Тарас принялся сервировать мой завтрак. Я же стучал по столу пальцами, думая о том, как бы так наиболее продуктивно построить разговор с этими организациями, чтобы моя идея их заинтересовала. Я взял в руки телефон и набрал номер.
— Студия «Бандар-лог», приказчик Василиса Алексеевна, чем могу вам помочь? — прозвучал в динамике мелодичный голос.
— Доброе утро, — поздоровался я. И представился: — Матвей Михайлович Мартынов.
— Чем я могу вам помочь, Матвей Михайлович? — участливо спросила Василиса Алексеевна.
— У меня есть идея, которая перевернёт игровую индустрию, — заявил я.
— К сожалению, Матвей Михайлович, — сказала ничуть не удивлённая моим заявлением Василиса Алексеевна, — по субботам работают только непосредственно программисты, руководство будет теперь только в понедельник с утра.
— Это срочно, — сказал я. — Я ведь сейчас просто обращусь к вашим конкурентам. Как вы думаете, что вам скажет ваше руководство, если узнает, что после разговора с вами я принёс золотую идею соперникам вашей компании на рынке?
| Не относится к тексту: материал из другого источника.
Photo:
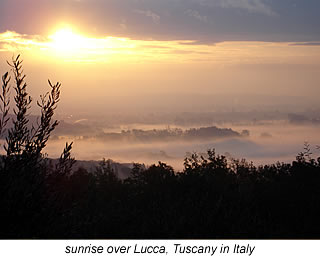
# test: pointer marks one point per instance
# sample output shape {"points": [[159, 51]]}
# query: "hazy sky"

— Простите, Матвей Михайлович, — вежливо, но твёрдо ответила Василиса Алексеевна, — но у меня чёткое указание: не беспокоить руководителей по выходным дням.
— Я вас понял, спасибо, — сказал я. — Хорошего дня.
— И вам хорошего дня, — тем же мелодичным голосом ответила администратор.
Я сбросил вызов. Интересно, они все по субботам не работают? Во дворце мы служили по сменам, а график работы простых людей я, будучи внуком князя, представлял весьма смутно.
Может быть, нужно было сказать ей, что я внук князя Мартынова? Но после того, как отец отверг мою идею, как только узнал о её существовании, не выслушав даже сути, мне хотелось добиться успеха настолько независимо от отца, деда или дяди, насколько это возможно. Конечно, существовал риск того, что у меня ничего не получится, но могу же я хотя бы попытаться, верно? Я решил для себя, что могу.
А вот мой кузен Валерий, скажем, уже не может. Он — наследник титула, его жизнь спланирована дедом и отцом ещё до его рождения. А я — и пустышка, и отпрыск младшей ветви, могу себе позволить то, что позволяют своим детям мещане-обыватели: попробовать поступить так, как хочется, а не так, как необходимо. Правда дети обывателей порой выбирают пробовать вещества, меняющие химический баланс организма и вызывающие зависимость, или беспорядочные половые связи на грани скотства, а не то, что требует интеллектуальных или волевых усилий, но это уже их проблемы.
Я сел за обеденный стол и сделал глоток кофе, набирая следующий номер.